I am using Redhat Linux, and the default Python version is 2.6, so I installed Python 2.7.4 on /user/local/bin folder and modified the shell profile, so when I do:
$which python
/usr/local/bin/python
which is good.
Since I don't have super user permission of the box so I tried to install the Python libraries to a folder that I have write permission. So this is the structure of my libraries:
I created a folder called
/share/python
And under that folder, I created another folder called library where I put all the python library source folders. Say I want to install the pyes (Python Elastic Search) package. I first downloaded the source_folder, tar unzip and cd into the folder. Then I did
python setup.py install --prefix=/share/python
Then the installation finished successfully(I have done this before) and created two library folders under
/share/python/lib/python2.7/site-packages/
And they are
urllib3-1.6-py2.7.egg
pyes-0.20.1-py2.7.egg
And when I open Python. Print out sys.path to double check my customized library path has been included. This is what it said:
>>import sys
>>print sys.path
['','/usr/local/lib/python2.7/site-packages/...'..., '/share/python/lib/python2.7/site-packages']
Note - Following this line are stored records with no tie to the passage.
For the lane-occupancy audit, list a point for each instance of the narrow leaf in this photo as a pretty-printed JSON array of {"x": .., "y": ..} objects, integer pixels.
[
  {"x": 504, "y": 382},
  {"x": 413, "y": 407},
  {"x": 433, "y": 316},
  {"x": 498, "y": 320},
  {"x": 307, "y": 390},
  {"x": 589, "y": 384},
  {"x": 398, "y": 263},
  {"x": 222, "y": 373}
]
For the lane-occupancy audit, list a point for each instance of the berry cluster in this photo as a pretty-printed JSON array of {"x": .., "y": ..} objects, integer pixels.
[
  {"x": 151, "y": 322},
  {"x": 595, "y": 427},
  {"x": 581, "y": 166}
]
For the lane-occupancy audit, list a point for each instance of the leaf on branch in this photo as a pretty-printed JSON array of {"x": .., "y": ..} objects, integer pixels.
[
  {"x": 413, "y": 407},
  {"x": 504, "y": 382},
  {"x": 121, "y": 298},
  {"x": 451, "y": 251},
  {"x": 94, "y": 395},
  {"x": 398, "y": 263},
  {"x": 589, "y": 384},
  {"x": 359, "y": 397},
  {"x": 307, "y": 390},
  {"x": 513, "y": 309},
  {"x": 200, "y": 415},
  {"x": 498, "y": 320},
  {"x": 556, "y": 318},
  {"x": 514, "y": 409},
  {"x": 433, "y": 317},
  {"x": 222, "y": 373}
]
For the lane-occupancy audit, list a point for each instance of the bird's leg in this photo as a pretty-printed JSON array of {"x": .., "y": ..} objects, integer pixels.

And I am pretty sure python knows where to find the pyes and urllib3(installed as dependency). however, I still cannot load the library and the error looks like this:
>>> from pyes import *
Traceback (most recent call last):
File "<stdin>", line 1, in <module>
ImportError: No module named pyes
>>> import urllib3
Traceback (most recent call last):
File "<stdin>", line 1, in <module>
ImportError: No module named urllib3
Any idea why would this happen?
Updated: You need to add those new egg folders into your path and it will work: Still not quite sure why python setup.py install created two eggs folder but don't add them to the path.